La récurrence de la peau animale comme seconde peau

L’âne d’Ante Timmermans, ici représenté sous forme de dessin est un récurrence dans son travail que l’on retrouve aussi bien dans ses installations que dans ses performances. Cet animal symbolise à la fois la bêtise et l’entêtement de l’homme.

Dans le conte de Charles Perrault, Peau d’âne s’est glissée dans une seconde peau animale afin de s’extraire de sa propre peau, et d’éviter les avances incestueuses de son père. Cette transformation radicale de princesse en animal, lui a permis de « sauver sa peau ». Enlaidie de sa peau protectrice, la métamorphose de peau d’âne est émancipatrice.

Les carcasses en tissus d’Anne Ferrer, cachent dans leurs entrailles des objets comme des chaussures à talons, ou des outils de chirurgie, référence directe au tableau de Frida Kalho dans lequel elle s’ouvre elle-même le ventre afin d’avorter.
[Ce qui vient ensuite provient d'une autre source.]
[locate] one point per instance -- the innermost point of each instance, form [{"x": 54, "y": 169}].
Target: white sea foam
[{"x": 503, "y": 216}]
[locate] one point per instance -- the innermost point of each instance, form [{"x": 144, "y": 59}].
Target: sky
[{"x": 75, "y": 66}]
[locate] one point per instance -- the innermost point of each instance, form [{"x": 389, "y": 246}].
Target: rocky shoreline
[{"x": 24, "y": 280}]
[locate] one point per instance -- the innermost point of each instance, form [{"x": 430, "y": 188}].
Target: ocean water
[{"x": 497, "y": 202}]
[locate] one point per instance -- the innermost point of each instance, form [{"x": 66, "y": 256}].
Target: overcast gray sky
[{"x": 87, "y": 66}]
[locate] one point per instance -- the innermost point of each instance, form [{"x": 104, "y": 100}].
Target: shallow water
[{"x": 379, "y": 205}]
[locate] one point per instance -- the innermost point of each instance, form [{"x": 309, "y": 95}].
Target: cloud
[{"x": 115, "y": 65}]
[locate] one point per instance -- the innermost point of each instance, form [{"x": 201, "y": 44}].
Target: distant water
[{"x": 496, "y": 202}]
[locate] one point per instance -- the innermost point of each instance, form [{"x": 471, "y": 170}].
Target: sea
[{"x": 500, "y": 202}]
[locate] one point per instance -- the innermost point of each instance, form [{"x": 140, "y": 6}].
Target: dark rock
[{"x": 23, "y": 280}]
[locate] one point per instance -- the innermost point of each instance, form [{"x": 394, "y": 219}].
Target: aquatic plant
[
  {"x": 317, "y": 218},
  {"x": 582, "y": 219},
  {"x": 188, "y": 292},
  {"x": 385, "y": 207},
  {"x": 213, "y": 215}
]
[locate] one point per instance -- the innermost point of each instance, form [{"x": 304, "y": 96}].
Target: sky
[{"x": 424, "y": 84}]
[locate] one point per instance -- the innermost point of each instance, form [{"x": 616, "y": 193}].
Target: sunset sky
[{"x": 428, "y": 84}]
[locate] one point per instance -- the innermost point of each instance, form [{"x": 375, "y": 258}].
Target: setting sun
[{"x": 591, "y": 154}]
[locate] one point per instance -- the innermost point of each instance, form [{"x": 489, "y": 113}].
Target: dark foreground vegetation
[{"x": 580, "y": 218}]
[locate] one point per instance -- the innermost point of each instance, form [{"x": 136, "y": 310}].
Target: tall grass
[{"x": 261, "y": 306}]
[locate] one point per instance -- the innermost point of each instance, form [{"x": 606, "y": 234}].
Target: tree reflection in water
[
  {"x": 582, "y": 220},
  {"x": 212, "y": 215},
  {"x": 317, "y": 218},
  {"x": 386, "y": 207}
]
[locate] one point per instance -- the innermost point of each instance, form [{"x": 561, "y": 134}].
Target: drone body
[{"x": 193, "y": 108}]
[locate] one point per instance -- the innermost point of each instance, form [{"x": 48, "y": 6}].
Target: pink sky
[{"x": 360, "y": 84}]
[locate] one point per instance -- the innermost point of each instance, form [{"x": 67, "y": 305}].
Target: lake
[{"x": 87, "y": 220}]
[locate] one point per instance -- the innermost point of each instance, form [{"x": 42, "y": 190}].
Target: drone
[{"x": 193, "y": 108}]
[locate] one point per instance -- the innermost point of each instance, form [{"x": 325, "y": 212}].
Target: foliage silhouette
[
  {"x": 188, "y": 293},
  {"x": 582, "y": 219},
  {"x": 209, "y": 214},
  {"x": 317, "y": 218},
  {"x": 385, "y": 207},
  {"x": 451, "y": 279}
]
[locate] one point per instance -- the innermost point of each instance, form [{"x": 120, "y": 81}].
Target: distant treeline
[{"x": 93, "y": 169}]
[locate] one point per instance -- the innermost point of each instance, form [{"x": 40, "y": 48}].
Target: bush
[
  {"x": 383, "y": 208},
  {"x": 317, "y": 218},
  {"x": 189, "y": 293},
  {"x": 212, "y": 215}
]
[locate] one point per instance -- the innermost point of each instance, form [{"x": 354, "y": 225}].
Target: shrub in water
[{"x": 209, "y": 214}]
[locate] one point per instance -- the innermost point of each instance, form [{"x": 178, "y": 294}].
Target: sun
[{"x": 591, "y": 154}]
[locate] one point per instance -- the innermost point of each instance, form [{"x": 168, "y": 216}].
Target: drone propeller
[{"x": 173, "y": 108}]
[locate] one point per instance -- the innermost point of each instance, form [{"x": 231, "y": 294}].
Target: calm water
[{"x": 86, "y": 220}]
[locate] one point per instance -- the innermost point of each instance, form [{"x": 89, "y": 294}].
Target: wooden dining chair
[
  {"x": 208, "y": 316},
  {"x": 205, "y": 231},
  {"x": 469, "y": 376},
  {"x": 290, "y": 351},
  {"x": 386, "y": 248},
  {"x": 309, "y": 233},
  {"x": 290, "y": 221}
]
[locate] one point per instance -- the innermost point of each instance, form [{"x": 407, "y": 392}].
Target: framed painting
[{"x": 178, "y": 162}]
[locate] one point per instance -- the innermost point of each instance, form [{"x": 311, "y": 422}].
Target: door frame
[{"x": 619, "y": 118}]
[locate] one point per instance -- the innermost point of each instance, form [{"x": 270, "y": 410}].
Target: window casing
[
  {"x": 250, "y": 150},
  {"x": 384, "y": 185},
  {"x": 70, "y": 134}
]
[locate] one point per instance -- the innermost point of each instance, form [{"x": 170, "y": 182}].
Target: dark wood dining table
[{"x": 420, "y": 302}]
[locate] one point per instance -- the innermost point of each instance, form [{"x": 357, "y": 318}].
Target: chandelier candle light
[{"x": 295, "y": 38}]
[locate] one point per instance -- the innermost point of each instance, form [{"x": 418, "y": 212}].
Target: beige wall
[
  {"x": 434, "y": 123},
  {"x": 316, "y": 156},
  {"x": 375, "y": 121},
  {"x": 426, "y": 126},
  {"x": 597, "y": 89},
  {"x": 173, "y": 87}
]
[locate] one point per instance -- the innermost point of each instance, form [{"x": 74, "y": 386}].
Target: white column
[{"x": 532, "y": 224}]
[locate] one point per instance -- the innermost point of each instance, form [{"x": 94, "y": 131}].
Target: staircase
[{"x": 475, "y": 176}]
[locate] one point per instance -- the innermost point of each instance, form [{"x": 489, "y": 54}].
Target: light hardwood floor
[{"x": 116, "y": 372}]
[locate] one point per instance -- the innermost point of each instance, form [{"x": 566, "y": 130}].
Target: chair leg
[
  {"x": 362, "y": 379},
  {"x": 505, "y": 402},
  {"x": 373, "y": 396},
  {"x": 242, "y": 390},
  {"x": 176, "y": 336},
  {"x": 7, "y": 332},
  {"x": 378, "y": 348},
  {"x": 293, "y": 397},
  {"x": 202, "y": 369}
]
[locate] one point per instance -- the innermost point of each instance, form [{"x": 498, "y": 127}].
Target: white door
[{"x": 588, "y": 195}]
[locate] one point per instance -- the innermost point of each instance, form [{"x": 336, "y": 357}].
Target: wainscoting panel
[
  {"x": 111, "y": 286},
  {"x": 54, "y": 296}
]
Ces objets cachés à l’intérieur de chacune des carcasses sont une métaphore sur l’intériorité des œuvres et le sens que l’on doit fouiller au plus profond de chacune d’elles.

Une programmation satellite d’événements autour de la notion de métamorphose et de fiction

En écho à l’exposition « Formes d’histoires » , Elise Eeraerts actuellement en résidence aux Tanneries réalise « Ritual reality » : une installation in situ  à partir de modules réalisés en terre cuite, qui sera inaugurée le 7 juillet 2018. L’exposition se prolonge aussi dans le Parc des Tanneries avec les films de Pierre Coulibeuf à découvrir les samedis 7 juillet, 21 juillet, 11 août et 25 août 2018.